Quatrième point : l’abus de publications rapidement faites finit par obérer le rapport avec la vie sociale en général, et empêche la recherche en sciences humaines et sociales de jouer son rôle de réflexivité pour la société. Sur ce dernier point, je serais bien moins en accord avec le rôle que font jouer les auteurs à la pression à publier. Celle-ci peut jouer aussi en faveur de sujets à la mode qui, justement, intéresseront plus les lecteurs profanes que  des sujets de fond incompréhensibles pour ces derniers.
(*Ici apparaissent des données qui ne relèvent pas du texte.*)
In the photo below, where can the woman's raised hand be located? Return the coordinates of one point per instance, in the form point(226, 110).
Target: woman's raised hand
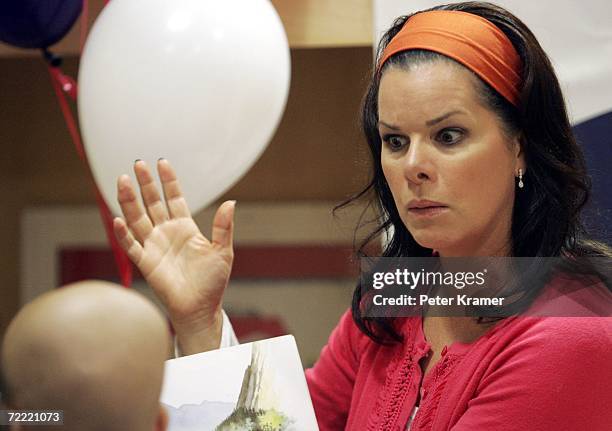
point(188, 272)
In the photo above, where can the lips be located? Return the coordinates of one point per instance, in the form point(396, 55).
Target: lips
point(426, 208)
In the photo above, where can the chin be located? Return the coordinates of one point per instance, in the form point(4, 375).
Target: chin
point(434, 240)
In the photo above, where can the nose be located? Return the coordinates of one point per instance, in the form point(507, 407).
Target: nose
point(418, 163)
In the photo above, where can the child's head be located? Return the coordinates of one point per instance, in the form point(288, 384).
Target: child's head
point(92, 349)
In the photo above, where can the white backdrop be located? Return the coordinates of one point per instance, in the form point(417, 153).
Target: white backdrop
point(577, 35)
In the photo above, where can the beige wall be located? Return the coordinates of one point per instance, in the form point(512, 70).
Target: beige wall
point(317, 153)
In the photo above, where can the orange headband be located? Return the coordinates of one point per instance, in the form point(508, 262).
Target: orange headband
point(467, 38)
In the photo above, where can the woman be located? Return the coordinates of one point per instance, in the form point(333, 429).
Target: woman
point(473, 155)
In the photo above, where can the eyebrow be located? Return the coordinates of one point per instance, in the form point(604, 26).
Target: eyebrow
point(427, 123)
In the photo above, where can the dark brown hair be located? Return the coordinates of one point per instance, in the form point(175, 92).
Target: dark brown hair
point(546, 214)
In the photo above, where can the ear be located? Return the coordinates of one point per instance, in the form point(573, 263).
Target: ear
point(519, 152)
point(161, 424)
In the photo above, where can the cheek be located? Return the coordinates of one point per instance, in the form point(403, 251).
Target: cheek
point(392, 174)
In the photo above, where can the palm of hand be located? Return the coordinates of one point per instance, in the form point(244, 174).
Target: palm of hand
point(184, 268)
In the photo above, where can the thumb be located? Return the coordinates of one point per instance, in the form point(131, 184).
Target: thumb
point(223, 225)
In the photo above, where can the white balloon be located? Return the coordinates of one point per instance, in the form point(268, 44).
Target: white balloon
point(202, 83)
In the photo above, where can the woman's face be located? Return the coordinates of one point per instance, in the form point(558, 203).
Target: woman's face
point(449, 166)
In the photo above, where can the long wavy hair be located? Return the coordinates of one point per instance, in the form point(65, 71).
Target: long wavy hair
point(546, 214)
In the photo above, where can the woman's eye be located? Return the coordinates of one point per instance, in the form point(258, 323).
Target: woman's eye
point(450, 136)
point(394, 142)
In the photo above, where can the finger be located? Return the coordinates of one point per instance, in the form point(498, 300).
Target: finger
point(137, 220)
point(126, 240)
point(150, 194)
point(177, 205)
point(223, 225)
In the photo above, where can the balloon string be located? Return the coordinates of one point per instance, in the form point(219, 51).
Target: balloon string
point(84, 24)
point(63, 84)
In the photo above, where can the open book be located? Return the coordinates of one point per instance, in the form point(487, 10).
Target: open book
point(256, 386)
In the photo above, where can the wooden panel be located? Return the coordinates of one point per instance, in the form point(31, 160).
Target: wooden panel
point(308, 23)
point(326, 23)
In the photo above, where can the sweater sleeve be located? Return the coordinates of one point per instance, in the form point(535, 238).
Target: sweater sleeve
point(331, 379)
point(554, 376)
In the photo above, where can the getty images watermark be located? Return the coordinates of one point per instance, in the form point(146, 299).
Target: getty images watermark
point(496, 286)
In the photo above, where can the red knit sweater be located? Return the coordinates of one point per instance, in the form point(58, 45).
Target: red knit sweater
point(526, 373)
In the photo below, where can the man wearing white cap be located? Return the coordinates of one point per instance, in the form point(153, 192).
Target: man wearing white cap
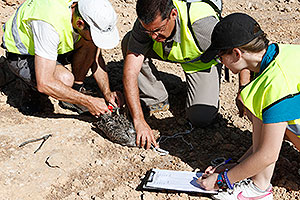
point(44, 35)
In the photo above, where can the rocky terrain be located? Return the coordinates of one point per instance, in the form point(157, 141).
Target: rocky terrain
point(78, 162)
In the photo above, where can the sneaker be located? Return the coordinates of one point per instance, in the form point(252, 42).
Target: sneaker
point(163, 106)
point(245, 190)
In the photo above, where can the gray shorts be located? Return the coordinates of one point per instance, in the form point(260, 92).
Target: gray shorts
point(23, 65)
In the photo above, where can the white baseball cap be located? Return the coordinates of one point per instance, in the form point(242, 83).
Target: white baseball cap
point(102, 19)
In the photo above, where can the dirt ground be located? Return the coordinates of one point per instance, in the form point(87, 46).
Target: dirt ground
point(77, 162)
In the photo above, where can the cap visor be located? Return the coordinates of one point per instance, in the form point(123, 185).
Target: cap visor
point(105, 40)
point(209, 55)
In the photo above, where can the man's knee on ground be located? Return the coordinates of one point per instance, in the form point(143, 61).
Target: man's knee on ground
point(201, 115)
point(64, 75)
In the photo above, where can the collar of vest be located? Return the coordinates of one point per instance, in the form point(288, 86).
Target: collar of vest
point(270, 55)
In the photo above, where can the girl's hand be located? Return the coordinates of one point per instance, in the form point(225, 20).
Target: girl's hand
point(208, 181)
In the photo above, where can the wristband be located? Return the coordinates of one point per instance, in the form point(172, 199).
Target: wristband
point(241, 87)
point(221, 182)
point(227, 180)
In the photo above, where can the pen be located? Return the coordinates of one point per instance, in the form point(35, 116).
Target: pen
point(223, 163)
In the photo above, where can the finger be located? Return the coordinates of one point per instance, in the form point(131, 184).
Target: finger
point(199, 180)
point(112, 102)
point(138, 139)
point(209, 170)
point(143, 141)
point(149, 141)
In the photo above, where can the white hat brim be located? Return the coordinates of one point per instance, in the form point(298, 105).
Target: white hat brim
point(105, 40)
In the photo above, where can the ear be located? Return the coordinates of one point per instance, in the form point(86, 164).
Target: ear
point(174, 13)
point(237, 54)
point(80, 23)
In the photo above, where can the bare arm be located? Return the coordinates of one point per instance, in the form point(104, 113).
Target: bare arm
point(101, 77)
point(267, 140)
point(48, 84)
point(132, 67)
point(244, 79)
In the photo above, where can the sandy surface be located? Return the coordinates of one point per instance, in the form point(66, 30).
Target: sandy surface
point(77, 162)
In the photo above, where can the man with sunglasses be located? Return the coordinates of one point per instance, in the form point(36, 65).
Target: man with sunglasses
point(44, 35)
point(174, 31)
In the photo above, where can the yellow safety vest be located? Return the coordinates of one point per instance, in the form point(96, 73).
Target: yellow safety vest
point(186, 52)
point(18, 36)
point(279, 80)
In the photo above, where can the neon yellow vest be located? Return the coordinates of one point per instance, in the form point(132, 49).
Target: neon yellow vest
point(187, 50)
point(280, 79)
point(17, 34)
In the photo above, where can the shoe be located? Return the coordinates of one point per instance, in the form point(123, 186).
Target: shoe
point(74, 107)
point(244, 190)
point(163, 106)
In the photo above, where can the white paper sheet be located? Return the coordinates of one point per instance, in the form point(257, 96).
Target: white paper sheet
point(174, 180)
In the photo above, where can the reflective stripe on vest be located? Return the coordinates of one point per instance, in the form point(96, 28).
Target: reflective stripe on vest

Les comités de lecture des revues ne sont pas insensibles à l’esprit du temps, et donneront la priorité à un travail en lien avec l’actualité. (Idem pour le sujet d’une thèse, il vaut mieux paraitre d’actualité que de donner l’impression que cela n’est pas vraiment  la question actuellement.) Pour ma part, le faible impact à court terme des idées émises par les sciences humaines et sociales tient surtout à leur faible réception par ceux qui pourraient directement en faire quelque chose – souvent parce que la place  se trouve déjà occupée dans leur esprit par d’autres idées plus anciennes (comme dirait J. M. Keynes) – , ou parce qu’adopter une telle vision des choses ne les arrange pas dans leur propre plan de carrière. Pour prendre un exemple, particulièrement caricatural, ce n’est pas parce que les sciences humaines et sociales n’ont rien dit depuis 30 ans  en France sur l’institution  carcérale que cette dernière continue à y dysfonctionner, mais parce que les politiques qui pourraient adopter une nouvelle vision issue des connaissances partagées par les spécialistes ne pensent pas y avoir intérêt. Idem sur la Tunisie, où les travaux de qualité ne manquaient pas. Dans l' »âge d’or » que nous connaissons, il est facile de se renseigner, un peu moins d’en tirer les conséquences quand elles vous gênent dans vos commodités pratiques.